Let $g \in R^{d}$ have $iid$ Gaussian components. Let $a \in R^{d}$, and let $b \in R^{d}$. be arbitrary vectors.
Consider the random variable $Y_{g,g}:= \frac{1}{n}\langle g,a \rangle \langle g, b \rangle$. What can be said about the tails of the random variable $Y$?
If $g$ were replaced with $\bar{g}$ a gaussian vector with iid components independent of $g$ then $Y$ is sub-exponential; absorbing $\frac{1}{\sqrt{n}}$ into each inner product shows that in this case $Y_{g, \bar{g}}$ is a product of independent Gaussians (in fact in this case, $Y_{g, \bar{g}}$ is called a decoupled Gaussian chaos I believe).
Best Answer
Let $X:=a\cdot g$ and $Y:=b\cdot g$. We want to bound the tails of the random variable (r.v.) $XY$ (the factor $\frac1n$ is clearly inessential). The r.v.'s $X$ and $Y$ are zero-mean jointly normal, with $Var\,X=|a|^2$, $Var\,Y=|b|^2$, and $Cov\,(X,Y)=a\cdot b$, where $|\cdot|$ is the Euclidean norm. By further rescaling, without loss of generality, $|a|=|b|=1$, and then \begin{equation} r:=Cov\,(X,Y)=a\cdot b\in[-1,1] \end{equation} and \begin{equation} (X,Y)=(U,rU+\sqrt{1-r^2}V) \end{equation} for some iid standard normal r.v.'s $U$ and $V$. The case of $r=\pm1$ is simple and will be henceforth excluded.

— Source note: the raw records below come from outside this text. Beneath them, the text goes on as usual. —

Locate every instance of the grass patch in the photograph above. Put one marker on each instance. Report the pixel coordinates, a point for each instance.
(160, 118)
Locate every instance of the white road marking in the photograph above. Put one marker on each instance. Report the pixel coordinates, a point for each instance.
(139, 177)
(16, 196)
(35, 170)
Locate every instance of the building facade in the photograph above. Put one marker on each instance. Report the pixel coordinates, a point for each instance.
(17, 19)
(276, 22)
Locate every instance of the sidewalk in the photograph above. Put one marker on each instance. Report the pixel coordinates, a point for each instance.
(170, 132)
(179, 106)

It follows that \begin{equation} M(t):=Ee^{tXY}=\frac{1}{\sqrt{1-2r t-(1-r^2)t^2}} \end{equation} for $t\in(-\frac1{1-r},\frac1{1+r})$ and $M(t)=\infty$ for the other real $t$.
So, for all real $x\ge\max[0,r]$, \begin{equation} \begin{aligned} &p_r^+(x):=P(XY\ge x)\le\inf_{t\ge0}e^{-tx}M(t)=e^{-t_x x}M(t_x) \\ & = \frac{\sqrt{2} x}{\sqrt{\sqrt{4 x^2+(1-r^2)^2}+r^2}-1} \\ &\times \exp \left(-\frac{\sqrt{4 x^2+(1-r^2)^2}-2 r x-(1-r^2)}{2 \left(1-r^2\right)}\right), \end{aligned} \end{equation} where \begin{equation} t_x:=\frac{\sqrt{4 x^2+(1-r^2)^2}-2 r x-(1-r^2)}{2 \left(1-r^2\right) x}. \end{equation} It follows that \begin{equation} p_r^+(x)\lesssim\sqrt{e x}\,e^{-x/(1+r)} \end{equation} as $x\to\infty$.
The left-tail probability $p_r^-(-x):=P(XY\le -x)$ can be estimated similarly or just using the identity $p_r^-(-x)=p_{-r}^+(x)$.